Scott Burnett, this year’s chairman of the legislature, had asked White to put forward a list of short-term solutions to address what a consultant told legislators on Aug. 3 had become a dangerous lack of supervision within the eight-story jail downtown.

The consultant from CRA Inc. of Vienna, Va., said staff shortages are at a crisis stage with as few as two guards overseeing as many as 190 detainees on a single floor at times.

The root of the problem, he said, was low pay, which leads to turnover rates of 40 percent or more. And high turnover snowballs. Guards forced to cover open shifts by working 16-hour days, which is common, tend to burn out and quit their jobs.

White said recent news reports out of the Kansas prison system and elsewhere suggest that Jackson County’s problem retaining guards is not unique.

“Everyone is dealing with staffing issues,” White said.

But he said that is not to minimize the issue at the jail he oversees. Although the county raised starting wages to $12.60 an hour last year, guard pay lags far behind the rates paid by other jails in the region.

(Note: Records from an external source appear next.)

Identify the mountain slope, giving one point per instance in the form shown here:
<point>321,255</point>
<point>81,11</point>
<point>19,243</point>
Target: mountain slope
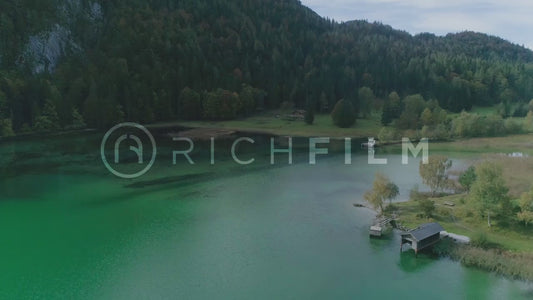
<point>131,60</point>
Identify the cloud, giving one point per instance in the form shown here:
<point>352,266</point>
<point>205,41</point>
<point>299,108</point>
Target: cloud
<point>509,19</point>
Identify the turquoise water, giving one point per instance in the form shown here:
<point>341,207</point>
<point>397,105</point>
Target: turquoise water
<point>71,230</point>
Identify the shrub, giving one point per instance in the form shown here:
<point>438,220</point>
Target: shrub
<point>190,105</point>
<point>388,134</point>
<point>309,116</point>
<point>480,240</point>
<point>343,114</point>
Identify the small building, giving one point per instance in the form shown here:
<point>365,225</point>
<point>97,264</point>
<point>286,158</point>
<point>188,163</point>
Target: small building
<point>376,231</point>
<point>422,237</point>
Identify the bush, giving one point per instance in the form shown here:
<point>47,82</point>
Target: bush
<point>427,207</point>
<point>388,134</point>
<point>480,240</point>
<point>343,114</point>
<point>512,126</point>
<point>220,105</point>
<point>309,116</point>
<point>190,105</point>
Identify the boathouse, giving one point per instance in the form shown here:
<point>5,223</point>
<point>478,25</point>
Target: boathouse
<point>422,237</point>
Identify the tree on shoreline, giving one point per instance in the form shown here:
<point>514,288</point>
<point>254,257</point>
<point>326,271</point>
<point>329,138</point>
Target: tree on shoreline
<point>382,189</point>
<point>526,208</point>
<point>489,191</point>
<point>435,173</point>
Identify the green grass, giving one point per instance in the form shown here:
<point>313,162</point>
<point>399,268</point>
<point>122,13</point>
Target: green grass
<point>461,219</point>
<point>267,122</point>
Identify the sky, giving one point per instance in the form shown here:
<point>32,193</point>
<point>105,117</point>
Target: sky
<point>509,19</point>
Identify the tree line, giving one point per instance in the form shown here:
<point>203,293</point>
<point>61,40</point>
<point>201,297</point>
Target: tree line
<point>135,63</point>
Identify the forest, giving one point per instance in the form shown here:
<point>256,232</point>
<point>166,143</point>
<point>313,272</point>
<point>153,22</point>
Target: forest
<point>157,60</point>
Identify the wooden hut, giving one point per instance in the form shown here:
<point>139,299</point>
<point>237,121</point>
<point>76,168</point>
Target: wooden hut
<point>422,237</point>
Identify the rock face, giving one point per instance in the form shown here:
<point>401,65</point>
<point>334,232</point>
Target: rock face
<point>44,49</point>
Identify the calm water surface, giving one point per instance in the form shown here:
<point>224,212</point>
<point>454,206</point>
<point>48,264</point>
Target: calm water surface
<point>69,229</point>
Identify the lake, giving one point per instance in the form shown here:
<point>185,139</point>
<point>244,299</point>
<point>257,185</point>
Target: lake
<point>70,229</point>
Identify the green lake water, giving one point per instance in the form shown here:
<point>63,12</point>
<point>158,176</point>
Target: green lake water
<point>71,230</point>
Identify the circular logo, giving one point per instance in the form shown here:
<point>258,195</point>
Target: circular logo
<point>137,149</point>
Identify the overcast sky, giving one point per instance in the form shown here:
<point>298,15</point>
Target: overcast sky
<point>509,19</point>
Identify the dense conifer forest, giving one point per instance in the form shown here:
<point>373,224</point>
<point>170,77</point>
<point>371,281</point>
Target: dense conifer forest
<point>160,60</point>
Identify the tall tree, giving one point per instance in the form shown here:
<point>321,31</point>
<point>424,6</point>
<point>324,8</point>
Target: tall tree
<point>435,173</point>
<point>489,191</point>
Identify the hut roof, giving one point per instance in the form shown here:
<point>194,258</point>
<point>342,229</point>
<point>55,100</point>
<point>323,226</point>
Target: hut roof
<point>425,231</point>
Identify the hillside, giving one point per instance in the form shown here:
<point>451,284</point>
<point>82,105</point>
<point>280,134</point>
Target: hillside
<point>63,62</point>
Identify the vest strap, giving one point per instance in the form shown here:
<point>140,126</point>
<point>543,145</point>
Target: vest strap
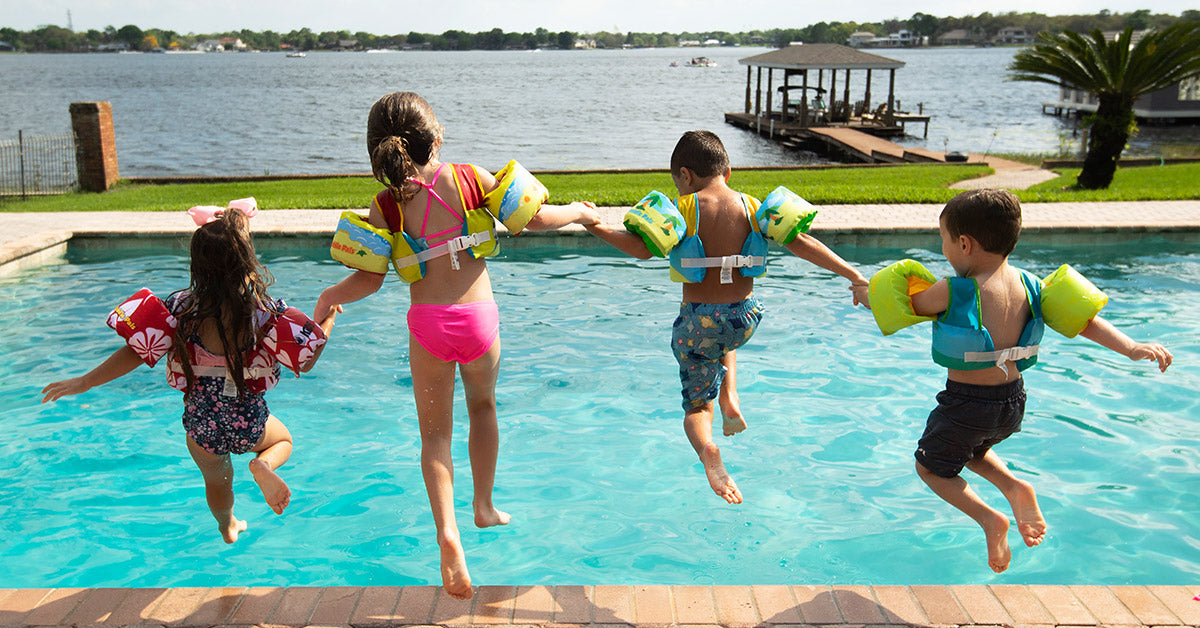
<point>1002,357</point>
<point>726,263</point>
<point>450,247</point>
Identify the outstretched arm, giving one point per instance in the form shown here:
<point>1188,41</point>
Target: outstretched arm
<point>624,241</point>
<point>358,286</point>
<point>1104,334</point>
<point>327,326</point>
<point>551,217</point>
<point>815,251</point>
<point>121,362</point>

Starting pay is $18 an hour for jailers in Wyandotte County and $17.50 in Johnson County. One reason for the difference is that those jailers are sworn sheriff’s deputies, whereas Jackson County jailers have less training.

Still, pay at the Jackson County jail is even lower, the county says, than the starting pay of $14 an hour for airport screeners, whose job is far less dangerous.

Pay is one of the issues White plans to address when he returns to the legislature on Sept. 5 with a long-term plan for addressing staffing concerns.

Every $1 an hour increase in pay could cost county taxpayers $815,000 a year, the county’s human resources department estimates.

CRA’s audit of the jail is expected before that Sept. 5 meeting and will raise a number of concerns about jail operations.

Yet when 50 out of 278 authorized corrections officers positions go unfilled, staffing is the issue that drives many others.

Earlier this month, the presiding judge of the Jackson County Circuit Court said the staffing situation was so bad that judges and lawyers cannot count on defendants getting to court for legal proceedings because there is no one to escort them to the courthouse.

He said public defenders are “frightened to death” to meet with clients in the jail if there is no one to respond if they push the emergency button in the visitation rooms.